The Heisenberg Representation of Quantum Computers
Daniel Gottesman
TL;DR
The paper presents a Heisenberg-picture framework for quantum computation that tracks the evolution of Pauli operators under Clifford gates and Pauli measurements, enabling efficient analysis of a large class of quantum networks through stabilizer formalism. It defines the Clifford group as the set of gates preserving the Pauli group, introduces stabilizers to describe a wide range of quantum states (stabilizer states) and codes, and demonstrates how error-detecting and error-correcting codes arise naturally within this formalism. By applying these ideas to teleportation, remote operations, and gate synthesis via measurements, the work shows how many quantum communication tasks and fault-tolerant primitives can be analyzed without full state tomography.
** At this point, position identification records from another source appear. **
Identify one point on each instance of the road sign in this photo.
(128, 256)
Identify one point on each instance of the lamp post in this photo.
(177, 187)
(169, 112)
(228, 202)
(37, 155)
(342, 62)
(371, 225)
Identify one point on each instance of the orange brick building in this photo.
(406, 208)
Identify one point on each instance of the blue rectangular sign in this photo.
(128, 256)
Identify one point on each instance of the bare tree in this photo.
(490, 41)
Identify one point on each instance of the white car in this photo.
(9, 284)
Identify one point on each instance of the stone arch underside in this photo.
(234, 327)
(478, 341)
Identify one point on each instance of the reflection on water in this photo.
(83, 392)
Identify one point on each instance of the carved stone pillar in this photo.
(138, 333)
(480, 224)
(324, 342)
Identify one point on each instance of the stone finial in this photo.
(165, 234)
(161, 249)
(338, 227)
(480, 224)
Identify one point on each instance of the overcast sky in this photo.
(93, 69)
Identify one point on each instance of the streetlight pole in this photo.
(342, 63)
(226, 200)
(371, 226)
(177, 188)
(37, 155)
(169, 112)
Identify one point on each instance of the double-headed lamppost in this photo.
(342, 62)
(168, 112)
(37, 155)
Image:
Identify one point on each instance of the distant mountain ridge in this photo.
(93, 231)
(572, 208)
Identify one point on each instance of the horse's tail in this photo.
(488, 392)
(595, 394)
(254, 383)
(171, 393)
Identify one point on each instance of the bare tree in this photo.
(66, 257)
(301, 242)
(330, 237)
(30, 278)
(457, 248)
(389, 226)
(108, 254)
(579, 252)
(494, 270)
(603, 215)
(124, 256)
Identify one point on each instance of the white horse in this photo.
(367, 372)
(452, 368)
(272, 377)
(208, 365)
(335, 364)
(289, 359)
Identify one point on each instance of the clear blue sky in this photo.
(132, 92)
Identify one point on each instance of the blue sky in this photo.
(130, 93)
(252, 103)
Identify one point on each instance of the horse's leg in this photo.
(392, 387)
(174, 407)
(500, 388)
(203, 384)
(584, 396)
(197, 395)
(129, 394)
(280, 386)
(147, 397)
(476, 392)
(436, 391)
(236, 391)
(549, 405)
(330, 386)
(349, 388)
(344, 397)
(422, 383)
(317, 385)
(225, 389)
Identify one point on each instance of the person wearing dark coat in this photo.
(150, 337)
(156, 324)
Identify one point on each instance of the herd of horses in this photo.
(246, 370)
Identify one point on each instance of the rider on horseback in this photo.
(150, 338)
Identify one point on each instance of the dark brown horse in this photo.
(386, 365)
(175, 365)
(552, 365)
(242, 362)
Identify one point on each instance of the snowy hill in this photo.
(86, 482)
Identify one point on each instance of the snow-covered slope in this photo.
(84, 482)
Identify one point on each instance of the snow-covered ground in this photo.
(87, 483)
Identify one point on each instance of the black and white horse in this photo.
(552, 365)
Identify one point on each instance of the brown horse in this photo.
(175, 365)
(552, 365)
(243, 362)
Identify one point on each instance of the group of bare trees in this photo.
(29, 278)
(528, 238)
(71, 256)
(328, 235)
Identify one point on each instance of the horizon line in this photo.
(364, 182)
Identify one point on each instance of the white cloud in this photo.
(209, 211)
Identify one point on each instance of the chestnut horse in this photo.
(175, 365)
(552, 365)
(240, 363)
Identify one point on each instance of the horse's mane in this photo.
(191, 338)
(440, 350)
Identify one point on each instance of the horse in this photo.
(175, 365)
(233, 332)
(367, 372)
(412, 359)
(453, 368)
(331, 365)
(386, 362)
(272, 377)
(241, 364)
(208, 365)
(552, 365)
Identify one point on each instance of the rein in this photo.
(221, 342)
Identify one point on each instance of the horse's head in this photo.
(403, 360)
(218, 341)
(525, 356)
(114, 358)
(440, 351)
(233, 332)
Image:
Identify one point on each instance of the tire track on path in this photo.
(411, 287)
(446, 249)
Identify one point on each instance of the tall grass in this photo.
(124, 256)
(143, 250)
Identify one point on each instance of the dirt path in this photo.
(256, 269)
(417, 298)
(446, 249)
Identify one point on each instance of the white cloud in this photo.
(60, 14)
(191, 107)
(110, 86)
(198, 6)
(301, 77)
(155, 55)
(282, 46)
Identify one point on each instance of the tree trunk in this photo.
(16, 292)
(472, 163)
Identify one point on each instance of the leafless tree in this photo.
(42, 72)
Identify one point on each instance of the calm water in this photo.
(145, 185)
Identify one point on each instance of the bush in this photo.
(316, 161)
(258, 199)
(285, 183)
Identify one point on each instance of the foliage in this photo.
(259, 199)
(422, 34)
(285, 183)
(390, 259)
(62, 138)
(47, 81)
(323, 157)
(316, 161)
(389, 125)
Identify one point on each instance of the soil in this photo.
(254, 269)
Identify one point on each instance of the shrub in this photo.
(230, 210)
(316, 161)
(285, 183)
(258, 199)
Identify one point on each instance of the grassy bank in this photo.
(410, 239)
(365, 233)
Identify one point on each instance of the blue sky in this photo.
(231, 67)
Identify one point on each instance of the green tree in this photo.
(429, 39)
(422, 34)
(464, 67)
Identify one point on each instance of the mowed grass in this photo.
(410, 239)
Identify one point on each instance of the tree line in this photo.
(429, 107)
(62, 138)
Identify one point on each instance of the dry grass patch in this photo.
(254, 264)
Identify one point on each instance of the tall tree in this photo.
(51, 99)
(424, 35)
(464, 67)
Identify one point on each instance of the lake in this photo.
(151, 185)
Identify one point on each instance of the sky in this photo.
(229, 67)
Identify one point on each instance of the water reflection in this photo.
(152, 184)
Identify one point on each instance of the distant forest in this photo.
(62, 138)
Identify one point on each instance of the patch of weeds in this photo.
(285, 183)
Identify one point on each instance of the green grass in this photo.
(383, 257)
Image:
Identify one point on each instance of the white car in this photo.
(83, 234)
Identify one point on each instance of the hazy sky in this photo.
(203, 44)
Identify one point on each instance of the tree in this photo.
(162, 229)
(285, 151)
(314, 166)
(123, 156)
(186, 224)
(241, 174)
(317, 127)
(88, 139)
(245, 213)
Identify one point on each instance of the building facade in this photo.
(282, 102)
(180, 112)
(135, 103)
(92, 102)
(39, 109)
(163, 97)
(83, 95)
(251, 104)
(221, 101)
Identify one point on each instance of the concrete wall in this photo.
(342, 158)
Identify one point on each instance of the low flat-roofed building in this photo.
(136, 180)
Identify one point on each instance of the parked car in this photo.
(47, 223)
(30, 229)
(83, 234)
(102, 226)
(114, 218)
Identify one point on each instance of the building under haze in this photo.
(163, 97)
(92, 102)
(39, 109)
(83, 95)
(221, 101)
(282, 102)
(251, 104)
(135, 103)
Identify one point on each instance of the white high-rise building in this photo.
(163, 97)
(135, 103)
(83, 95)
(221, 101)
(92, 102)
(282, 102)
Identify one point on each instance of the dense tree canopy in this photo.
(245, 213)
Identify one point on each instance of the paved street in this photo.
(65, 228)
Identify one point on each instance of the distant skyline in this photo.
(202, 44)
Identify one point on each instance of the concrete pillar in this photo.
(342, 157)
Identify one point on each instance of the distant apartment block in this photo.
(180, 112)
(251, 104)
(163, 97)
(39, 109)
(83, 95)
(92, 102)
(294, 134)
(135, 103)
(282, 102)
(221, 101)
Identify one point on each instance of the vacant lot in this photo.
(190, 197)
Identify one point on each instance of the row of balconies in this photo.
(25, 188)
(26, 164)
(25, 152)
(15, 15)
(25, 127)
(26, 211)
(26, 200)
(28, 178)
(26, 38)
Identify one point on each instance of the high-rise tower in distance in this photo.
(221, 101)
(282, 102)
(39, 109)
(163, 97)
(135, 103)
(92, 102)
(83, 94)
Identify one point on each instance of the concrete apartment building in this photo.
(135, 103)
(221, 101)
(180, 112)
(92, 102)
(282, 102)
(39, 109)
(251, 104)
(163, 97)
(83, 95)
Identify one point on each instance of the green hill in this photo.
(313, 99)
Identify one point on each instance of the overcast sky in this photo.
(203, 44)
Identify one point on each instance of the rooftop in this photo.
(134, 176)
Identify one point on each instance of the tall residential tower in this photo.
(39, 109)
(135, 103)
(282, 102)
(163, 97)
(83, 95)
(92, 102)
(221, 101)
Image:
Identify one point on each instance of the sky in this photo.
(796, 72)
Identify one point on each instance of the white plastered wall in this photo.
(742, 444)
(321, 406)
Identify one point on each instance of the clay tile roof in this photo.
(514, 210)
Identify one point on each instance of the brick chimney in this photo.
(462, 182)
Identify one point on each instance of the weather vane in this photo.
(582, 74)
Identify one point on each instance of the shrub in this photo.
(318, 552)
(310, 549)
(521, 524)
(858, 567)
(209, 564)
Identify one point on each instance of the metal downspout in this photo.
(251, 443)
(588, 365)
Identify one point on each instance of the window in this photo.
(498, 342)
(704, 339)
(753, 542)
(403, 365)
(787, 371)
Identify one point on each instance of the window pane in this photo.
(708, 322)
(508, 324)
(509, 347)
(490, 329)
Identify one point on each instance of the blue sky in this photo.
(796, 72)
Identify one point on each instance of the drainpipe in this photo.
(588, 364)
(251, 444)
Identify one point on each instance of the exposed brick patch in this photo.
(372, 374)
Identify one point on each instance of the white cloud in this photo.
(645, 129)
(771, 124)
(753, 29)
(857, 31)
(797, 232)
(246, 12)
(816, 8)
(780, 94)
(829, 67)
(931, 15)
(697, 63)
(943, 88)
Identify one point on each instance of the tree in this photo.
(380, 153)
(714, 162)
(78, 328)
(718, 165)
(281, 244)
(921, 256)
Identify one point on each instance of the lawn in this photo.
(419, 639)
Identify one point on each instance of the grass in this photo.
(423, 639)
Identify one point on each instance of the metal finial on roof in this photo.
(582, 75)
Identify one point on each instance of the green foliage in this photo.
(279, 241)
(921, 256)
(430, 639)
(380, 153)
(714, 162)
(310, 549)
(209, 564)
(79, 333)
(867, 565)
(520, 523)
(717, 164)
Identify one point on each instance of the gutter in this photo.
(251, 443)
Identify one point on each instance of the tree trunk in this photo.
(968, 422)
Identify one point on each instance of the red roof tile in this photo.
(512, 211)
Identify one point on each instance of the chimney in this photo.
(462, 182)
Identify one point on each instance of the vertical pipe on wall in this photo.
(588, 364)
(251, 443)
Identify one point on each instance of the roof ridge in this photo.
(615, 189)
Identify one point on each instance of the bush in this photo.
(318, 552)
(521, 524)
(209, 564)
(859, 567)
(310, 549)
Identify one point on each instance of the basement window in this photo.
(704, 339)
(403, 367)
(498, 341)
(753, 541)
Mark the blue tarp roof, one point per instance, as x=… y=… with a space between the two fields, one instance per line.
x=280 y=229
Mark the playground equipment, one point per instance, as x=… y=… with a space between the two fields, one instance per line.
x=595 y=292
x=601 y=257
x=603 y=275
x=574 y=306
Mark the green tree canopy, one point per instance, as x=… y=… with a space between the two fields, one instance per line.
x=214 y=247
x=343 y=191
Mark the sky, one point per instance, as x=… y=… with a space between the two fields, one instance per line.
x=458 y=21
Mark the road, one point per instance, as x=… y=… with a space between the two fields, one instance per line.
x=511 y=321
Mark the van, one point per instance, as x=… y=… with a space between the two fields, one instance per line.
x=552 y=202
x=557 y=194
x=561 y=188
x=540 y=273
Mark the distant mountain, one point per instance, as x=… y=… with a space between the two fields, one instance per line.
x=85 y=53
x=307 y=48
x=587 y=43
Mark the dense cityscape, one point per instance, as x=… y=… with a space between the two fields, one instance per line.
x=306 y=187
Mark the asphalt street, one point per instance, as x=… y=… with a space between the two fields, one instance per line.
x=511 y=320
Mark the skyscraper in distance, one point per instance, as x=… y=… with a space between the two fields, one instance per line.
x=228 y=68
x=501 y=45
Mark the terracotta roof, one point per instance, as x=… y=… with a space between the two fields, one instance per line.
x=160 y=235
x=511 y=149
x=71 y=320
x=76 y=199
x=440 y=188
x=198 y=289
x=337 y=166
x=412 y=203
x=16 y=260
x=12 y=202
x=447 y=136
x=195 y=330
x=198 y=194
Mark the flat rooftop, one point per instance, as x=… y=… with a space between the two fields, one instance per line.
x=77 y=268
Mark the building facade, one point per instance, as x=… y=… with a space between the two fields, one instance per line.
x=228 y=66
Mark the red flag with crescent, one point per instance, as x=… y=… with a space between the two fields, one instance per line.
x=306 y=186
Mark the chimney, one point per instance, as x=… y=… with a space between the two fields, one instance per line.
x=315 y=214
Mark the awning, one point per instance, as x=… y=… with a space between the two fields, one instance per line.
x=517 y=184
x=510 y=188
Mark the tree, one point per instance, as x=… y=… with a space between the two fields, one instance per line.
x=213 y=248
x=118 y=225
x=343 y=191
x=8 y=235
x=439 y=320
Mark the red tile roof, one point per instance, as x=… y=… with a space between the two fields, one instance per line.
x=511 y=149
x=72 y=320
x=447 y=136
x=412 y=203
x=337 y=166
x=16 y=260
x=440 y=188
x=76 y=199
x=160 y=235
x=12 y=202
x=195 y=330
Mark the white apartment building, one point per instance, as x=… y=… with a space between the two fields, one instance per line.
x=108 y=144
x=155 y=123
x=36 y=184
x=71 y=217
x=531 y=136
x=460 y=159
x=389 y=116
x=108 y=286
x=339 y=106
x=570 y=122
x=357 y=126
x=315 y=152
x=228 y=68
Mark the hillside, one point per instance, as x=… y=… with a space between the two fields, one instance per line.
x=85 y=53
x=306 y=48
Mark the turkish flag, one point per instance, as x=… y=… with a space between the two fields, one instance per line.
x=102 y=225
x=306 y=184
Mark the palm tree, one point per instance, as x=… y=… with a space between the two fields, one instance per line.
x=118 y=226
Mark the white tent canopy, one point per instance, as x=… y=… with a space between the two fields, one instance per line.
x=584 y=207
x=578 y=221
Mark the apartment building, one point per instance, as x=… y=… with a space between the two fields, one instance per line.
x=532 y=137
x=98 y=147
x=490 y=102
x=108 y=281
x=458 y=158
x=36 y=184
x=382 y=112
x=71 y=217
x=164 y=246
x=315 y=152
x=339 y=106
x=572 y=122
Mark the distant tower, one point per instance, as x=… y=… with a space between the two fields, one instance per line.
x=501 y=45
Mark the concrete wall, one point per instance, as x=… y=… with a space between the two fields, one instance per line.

A central result (Knill's theorem) states that Clifford-group circuits with Pauli measurements and classical conditioning can be efficiently simulated on a classical computer, clarifying the boundary between classically simulable and universal quantum computation and highlighting the practical relevance of stabilizer codes and Clifford-based subroutines.
Abstract
Since Shor's discovery of an algorithm to factor numbers on a quantum computer in polynomial time, quantum computation has become a subject of immense interest. Unfortunately, one of the key features of quantum computers - the difficulty of describing them on classical computers - also makes it difficult to describe and understand precisely what can be done with them. A formalism describing the evolution of operators rather than states has proven extremely fruitful in understanding an important class of quantum operations. States used in error correction and certain communication protocols can be described by their stabilizer, a group of tensor products of Pauli matrices. Even this simple group structure is sufficient to allow a rich range of quantum effects, although it falls short of the full power of quantum computation.